Description
This easy Dump and Bake Meatball Casserole is a hearty, flavorful one-dish meal perfect for busy weeknights. Combining frozen meatballs, uncooked pasta, marinara sauce, and Italian seasonings, it’s baked to bubbly perfection topped with melted mozzarella cheese. Minimal prep and cleanup make it a family favorite that’s both comforting and satisfying.
Ingredients
Scale
Meatball Casserole
- 1 pound frozen meatballs (beef, turkey, or chicken)
- 2 cups uncooked pasta (e.g., penne or rotini)
- 1 24-ounce jar marinara sauce
- 2 cups water or beef broth
- 1 teaspoon Italian seasoning
- ½ teaspoon garlic powder
- ½ teaspoon onion powder
- ¼ teaspoon red pepper flakes (optional)
- Salt and pepper, to taste
Topping and Garnish
- 2 cups shredded mozzarella cheese
- Fresh parsley, chopped (optional, for garnish)
Instructions
- Preheat and prepare dish: Preheat your oven to 425°F (220°C).
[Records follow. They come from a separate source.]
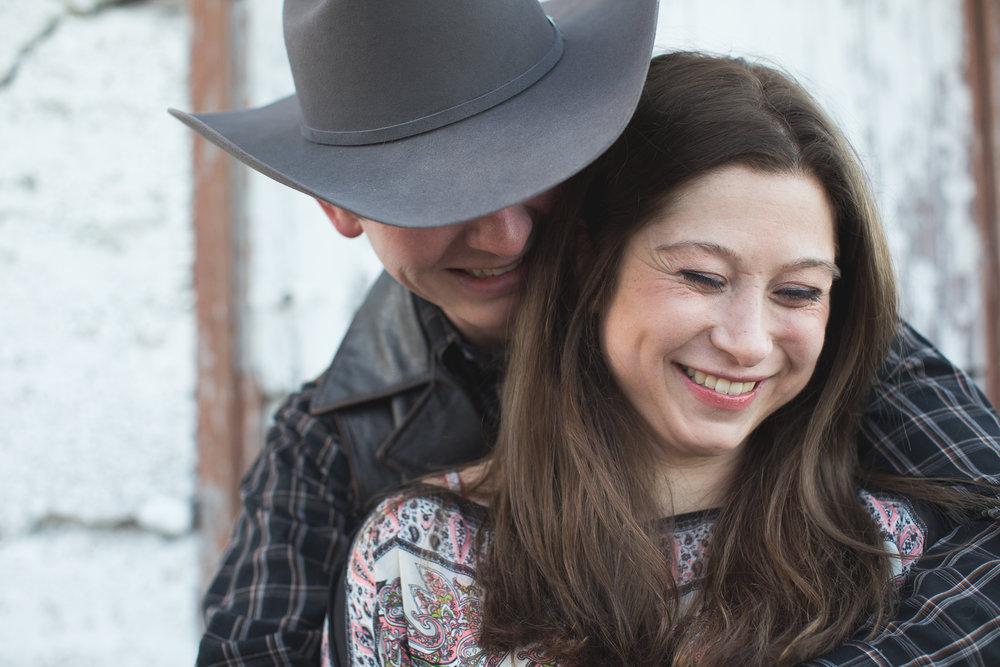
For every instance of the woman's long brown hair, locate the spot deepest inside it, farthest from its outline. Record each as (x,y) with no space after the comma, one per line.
(575,563)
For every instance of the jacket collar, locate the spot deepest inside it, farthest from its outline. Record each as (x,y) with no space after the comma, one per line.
(385,351)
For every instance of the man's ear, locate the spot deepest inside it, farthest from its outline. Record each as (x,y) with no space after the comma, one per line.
(345,222)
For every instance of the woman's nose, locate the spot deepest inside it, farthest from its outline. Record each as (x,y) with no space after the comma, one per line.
(744,332)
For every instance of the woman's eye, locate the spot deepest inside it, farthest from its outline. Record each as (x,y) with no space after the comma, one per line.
(800,295)
(702,279)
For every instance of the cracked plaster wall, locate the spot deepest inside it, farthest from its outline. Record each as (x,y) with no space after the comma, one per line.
(97,415)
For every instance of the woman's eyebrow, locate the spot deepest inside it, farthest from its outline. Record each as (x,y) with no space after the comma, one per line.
(707,246)
(810,262)
(728,253)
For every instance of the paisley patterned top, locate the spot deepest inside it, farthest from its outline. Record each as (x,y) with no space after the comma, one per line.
(411,593)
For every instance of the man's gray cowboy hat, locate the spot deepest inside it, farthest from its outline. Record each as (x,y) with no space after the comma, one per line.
(421,114)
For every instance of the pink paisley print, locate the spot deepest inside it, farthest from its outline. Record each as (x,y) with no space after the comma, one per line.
(412,597)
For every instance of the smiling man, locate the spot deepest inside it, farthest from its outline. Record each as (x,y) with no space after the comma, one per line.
(438,130)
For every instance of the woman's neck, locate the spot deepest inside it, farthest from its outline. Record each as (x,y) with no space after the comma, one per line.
(694,485)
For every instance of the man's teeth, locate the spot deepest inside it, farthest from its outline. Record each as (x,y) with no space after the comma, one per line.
(721,385)
(490,273)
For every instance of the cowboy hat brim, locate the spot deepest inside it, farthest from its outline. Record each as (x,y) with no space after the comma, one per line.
(483,163)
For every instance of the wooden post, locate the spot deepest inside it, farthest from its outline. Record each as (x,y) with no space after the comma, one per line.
(227,404)
(983,39)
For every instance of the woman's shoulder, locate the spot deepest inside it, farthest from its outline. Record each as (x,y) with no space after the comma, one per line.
(429,519)
(902,529)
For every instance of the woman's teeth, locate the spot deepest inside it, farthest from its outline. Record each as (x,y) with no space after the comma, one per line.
(720,385)
(492,273)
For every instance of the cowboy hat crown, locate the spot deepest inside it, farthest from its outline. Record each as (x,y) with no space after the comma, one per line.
(428,113)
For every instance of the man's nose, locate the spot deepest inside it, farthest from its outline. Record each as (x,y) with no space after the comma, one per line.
(744,332)
(504,233)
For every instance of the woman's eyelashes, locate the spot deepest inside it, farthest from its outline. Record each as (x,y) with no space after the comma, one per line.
(798,295)
(792,295)
(703,280)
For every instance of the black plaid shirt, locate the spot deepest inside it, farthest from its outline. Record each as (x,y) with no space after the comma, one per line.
(268,601)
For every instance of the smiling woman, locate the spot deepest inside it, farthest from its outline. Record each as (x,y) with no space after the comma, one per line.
(720,311)
(676,478)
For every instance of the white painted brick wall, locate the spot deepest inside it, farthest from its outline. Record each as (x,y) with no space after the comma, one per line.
(97,552)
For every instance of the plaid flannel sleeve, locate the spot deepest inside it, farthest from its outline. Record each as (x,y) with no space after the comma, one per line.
(928,418)
(950,609)
(267,603)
Lightly grease a 9×13 inch baking dish using cooking spray or butter to prevent sticking.
- Combine ingredients: In the prepared baking dish, add frozen meatballs, uncooked pasta, marinara sauce, water or beef broth, Italian seasoning, garlic powder, onion powder, red pepper flakes if using, and salt and pepper. Stir well to combine all ingredients evenly.
- Bake covered: Cover the baking dish tightly with aluminum foil to trap steam and bake in the preheated oven for 30 minutes to cook the pasta and meatballs thoroughly.
- Stir and add cheese: Carefully remove the foil, stir the casserole to redistribute ingredients, then sprinkle shredded mozzarella cheese evenly over the top of the mixture.
- Bake uncovered: Place the dish back into the oven, uncovered, and bake for another 10 to 15 minutes until the cheese is melted, bubbly, and slightly golden.
- Cool and garnish: Remove the casserole from the oven and allow it to cool for a few minutes to set slightly.
- Serve: Garnish with chopped fresh parsley if desired, then serve hot for a comforting and delicious meal.
Notes
- Use beef broth instead of water for a richer flavor.
- Substitute frozen turkey or chicken meatballs for a leaner option.
- Red pepper flakes can be omitted or adjusted to taste for spice preference.
- Leftovers can be refrigerated for up to 3 days and reheated in the oven or microwave.
- For a gluten-free version, use gluten-free pasta and check that meatballs and marinara sauce are gluten-free.